It's been an up and down week for what's been dubbed as the next "Wind Capital of the World."

What was once a wide-eyed outlook for the wind industry in Gray and Roberts counties, has somewhat fizzled out.

But as doubt surrounds a proposed wind farm built by T. Boone Pickens, we looked into what the future is for Pampa.

It was May 27th of last year when the former Amarillo oilman was in Pampa telling a crowd how he intended to build the world's largest wind farm.

That day we asked him how he could build such a massive project.

"Is that a real question?" said Pickens, "If I tell someone I'm going to do something I'm going to do it."

Now pickens has scaled that vision back.

"They have told us they are not scrapping it but they are delaying it," said Clay Rice, the Executive Director of the Pampa Economic Development Corporation.

 What was originally meant to be in operation by 2011, is now pushed back two years.

And the project now is about a quarter the size of its original goal of four thousand megawatts, or enough power for over two million homes. 

Proof the project will move forward can only be confirmed by people who have leased their land to Mesa Power LP, Picken's wind energy company.

"For my client that means their leases would continue and they'll continue to receive their annual rent," said James Wester, an attorney for Underwood Law Firm.

Last year mesa power canceled about 100 leases.

And now some people in Pampa are wondering if this town can still become "The Wind Capital of the World."

For that to happen, and bring the economic benefit this town needs, many experts say that depends on the transmission lines the Public Utility Commission of Texas is funding.

"We will see a glut of activity to coincide with building wind farms and transmission lines all trying to occur at the same time," said Wester.

"We think that the growth is inevitable we just can't say specifically what year, what time.
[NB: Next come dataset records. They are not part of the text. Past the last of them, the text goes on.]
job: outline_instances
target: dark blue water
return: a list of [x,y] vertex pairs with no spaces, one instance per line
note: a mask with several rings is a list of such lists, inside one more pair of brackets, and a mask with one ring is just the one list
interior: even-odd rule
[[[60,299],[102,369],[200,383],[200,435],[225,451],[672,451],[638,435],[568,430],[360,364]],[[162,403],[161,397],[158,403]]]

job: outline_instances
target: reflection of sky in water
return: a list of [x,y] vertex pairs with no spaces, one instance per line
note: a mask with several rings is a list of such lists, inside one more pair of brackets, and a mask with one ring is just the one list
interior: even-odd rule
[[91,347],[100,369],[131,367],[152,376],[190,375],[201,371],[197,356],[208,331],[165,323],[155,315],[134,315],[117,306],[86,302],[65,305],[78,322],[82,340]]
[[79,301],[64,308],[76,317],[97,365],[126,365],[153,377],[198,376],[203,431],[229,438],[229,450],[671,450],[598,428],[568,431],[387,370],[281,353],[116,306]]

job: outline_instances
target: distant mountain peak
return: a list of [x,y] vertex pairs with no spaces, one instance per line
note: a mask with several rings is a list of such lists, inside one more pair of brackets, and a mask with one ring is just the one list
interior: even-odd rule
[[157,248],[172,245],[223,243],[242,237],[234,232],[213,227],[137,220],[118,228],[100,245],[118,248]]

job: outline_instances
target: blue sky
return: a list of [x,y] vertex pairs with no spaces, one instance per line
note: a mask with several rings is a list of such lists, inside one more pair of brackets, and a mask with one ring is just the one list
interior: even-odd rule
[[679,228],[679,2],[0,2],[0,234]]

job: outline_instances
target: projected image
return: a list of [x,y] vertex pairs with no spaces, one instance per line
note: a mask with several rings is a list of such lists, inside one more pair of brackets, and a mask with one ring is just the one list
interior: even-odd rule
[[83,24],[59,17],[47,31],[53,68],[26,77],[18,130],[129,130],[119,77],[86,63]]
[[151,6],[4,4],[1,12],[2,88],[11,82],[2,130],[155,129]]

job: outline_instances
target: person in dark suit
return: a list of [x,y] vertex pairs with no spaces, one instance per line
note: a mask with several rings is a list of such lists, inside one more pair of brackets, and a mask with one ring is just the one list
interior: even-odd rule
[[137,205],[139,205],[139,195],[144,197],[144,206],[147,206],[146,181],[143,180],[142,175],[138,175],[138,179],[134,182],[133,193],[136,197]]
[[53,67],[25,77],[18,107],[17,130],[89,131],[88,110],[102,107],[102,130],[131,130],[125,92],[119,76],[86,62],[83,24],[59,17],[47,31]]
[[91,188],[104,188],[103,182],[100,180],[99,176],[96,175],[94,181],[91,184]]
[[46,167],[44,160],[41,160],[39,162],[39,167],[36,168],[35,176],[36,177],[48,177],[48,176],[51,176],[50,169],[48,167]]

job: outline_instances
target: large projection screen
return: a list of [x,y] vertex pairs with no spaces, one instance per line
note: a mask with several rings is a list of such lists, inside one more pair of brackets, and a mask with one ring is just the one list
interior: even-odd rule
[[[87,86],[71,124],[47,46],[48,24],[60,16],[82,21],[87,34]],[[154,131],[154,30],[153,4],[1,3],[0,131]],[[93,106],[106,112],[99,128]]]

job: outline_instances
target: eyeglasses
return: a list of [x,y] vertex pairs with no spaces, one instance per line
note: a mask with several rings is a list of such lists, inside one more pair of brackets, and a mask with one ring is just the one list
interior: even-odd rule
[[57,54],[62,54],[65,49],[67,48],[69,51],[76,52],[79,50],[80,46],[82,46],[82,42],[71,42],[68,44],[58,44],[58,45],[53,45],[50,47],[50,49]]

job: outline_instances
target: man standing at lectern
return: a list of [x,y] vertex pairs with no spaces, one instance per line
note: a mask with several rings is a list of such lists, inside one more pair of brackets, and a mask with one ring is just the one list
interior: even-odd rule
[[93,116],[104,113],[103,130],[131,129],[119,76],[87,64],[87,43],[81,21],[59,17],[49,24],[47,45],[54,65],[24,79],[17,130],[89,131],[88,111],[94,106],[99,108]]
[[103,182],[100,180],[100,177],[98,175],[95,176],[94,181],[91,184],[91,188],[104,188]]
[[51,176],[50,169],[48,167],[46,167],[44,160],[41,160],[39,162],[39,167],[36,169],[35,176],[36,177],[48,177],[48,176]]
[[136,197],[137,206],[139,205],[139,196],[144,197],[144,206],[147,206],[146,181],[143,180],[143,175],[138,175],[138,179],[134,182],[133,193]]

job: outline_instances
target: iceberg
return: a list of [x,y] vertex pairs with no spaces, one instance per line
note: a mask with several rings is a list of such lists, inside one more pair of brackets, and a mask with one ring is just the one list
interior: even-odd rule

We do believe growth is inevitable," said Rice.

"It's just going to take a little bit longer than some of those folks originally thought," said A.J. Swope, the Executive Director of Class 4 Winds.

Last year Mesa Power released an economic report saying its proposed four thousand megawatt farm could employ at least 15 hundred people and mean millions if not billions of dollars of revenue for the surrounding area.

The experts we spoke with say with continued development by other companies, Pampa should still see that boom.